As chemical makers, we carry the daily weight of stewardship over both industrial progress and environmental safety. Our push toward greener, safer preservatives like BIT reflects that responsibility. Every formulation adjustment happens with technical and regulatory review, minimizing risk of leaching, aquatic toxicity, or hazardous waste. The push for alternatives to formaldehyde donors and harsh isothiazolinones stems not from market fashion, but from hard lessons—cases where worker health or local waterways suffered unexpected stress.
Sourcing feedstocks with transparent environmental profiles, investing in in-house waste water treatment, choosing cleaner synthesis pathways, and backing local environmental restoration efforts all fit into our daily operations. We publish BIT's environmental fate data in line with current standards, so that both customers and broader community groups can judge our commitment to sustainability, not just compliance.
BIT’s compatibility with labels pursuing “voc-free” or “eco-friendly” certification offers our downstream users the ability to share in that stewardship, opening doors to tenders, contracts, and consumer relationships that rest on more than just technical fitness.
Continuous product evolution stands at the forefront of what it means to manufacture specialty chemicals. There’s no rest for the plant or lab when regulations, application systems, or market expectations shift year by year. We invest in new BIT grades—higher purity, lower residual solvents, co-formulations with milder auxiliary preservatives, improved packaging to reduce drum waste and risk of spillage. Each upgrade follows real-world trials, not just desk reviews or pilot plant simulations.
Digitalization in production allows us to track BIT lifecycle data better—where and how long each batch sees storage, usage date and temperature, and real-time tank-side concentration measurements. This transparency supports rapid troubleshooting, keeps batch consistency strong, and lets us share data with customers in formats aligned with quality audits or traceability demands from regulators and enterprise clients.
Expanding into new markets, like specialized ink systems, water treatment, or high performance textile coatings, we work closely with our customers to ensure BIT meets new proof points. Field visits, not just phone support, let our team collect real feedback on performance, user experience, and unplanned interactions with other process chemicals or machinery.
Because we make BIT ourselves, our technical support doesn’t end at the factory gates. We keep engineers, production managers, and regulatory teams in the loop, addressing issues head on—whether a summer heatwave throws off tank stability in a warehouse, or a government compliance audit shifts allowable preservative levels with little warning.

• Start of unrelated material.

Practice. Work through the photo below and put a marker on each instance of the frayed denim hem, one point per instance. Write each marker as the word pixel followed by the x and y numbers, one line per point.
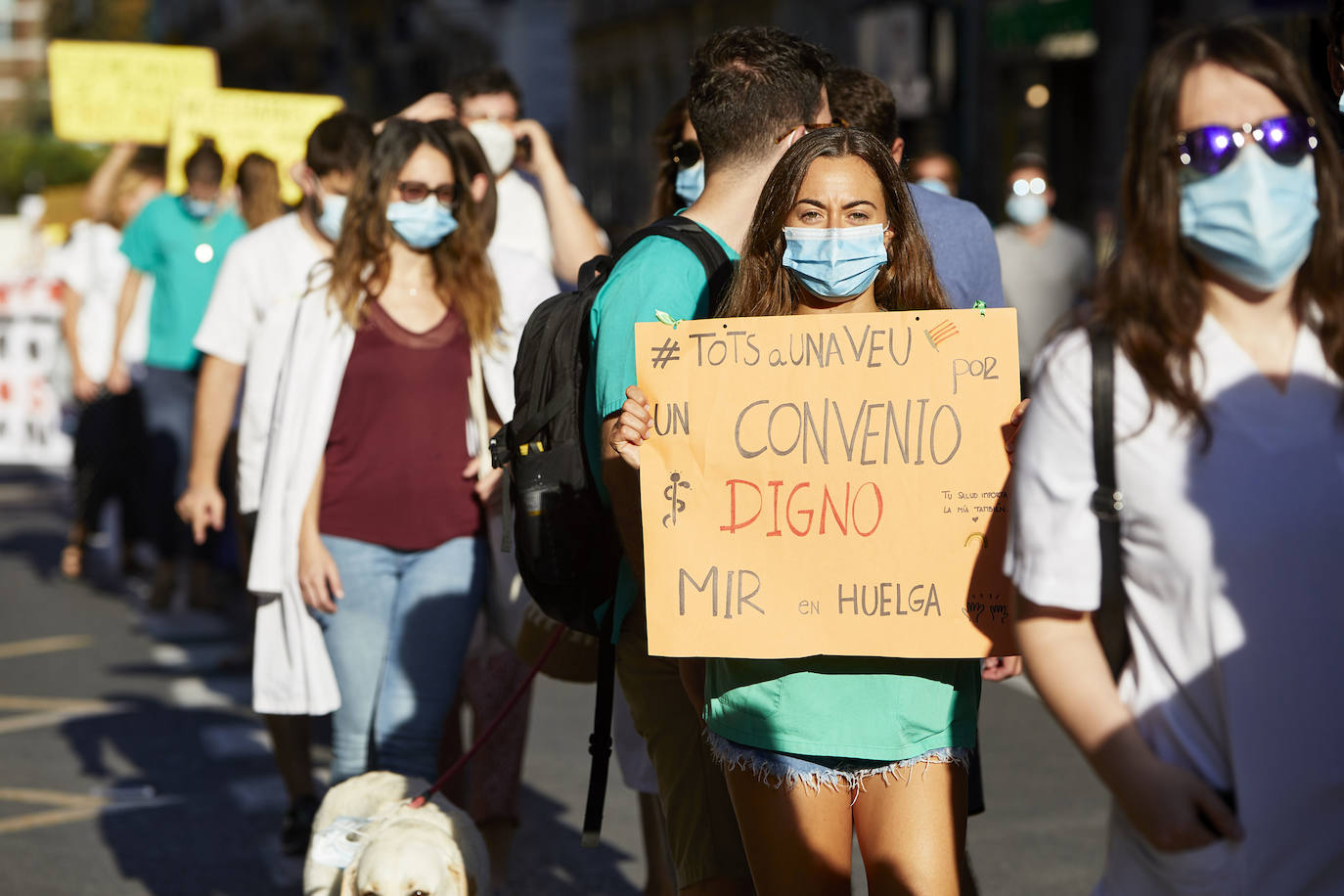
pixel 781 770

BIT earns its place in our product line not just for a technical win, but from years of tough field experience, regulatory navigation, and hands-on interaction with real plant users. Whether in a fresh batch of white emulsion paint, a high-contact construction adhesive, or a sensitive sealant exposed to variable climate, Biocide BIT proves that direct manufacturing insight and commitment to trust shape the future of reliable industrial protection. For every facility looking for clear, honest answers—and real reduction in headaches from microbial contamination—BIT brings tomorrow’s solution into today’s toolbox.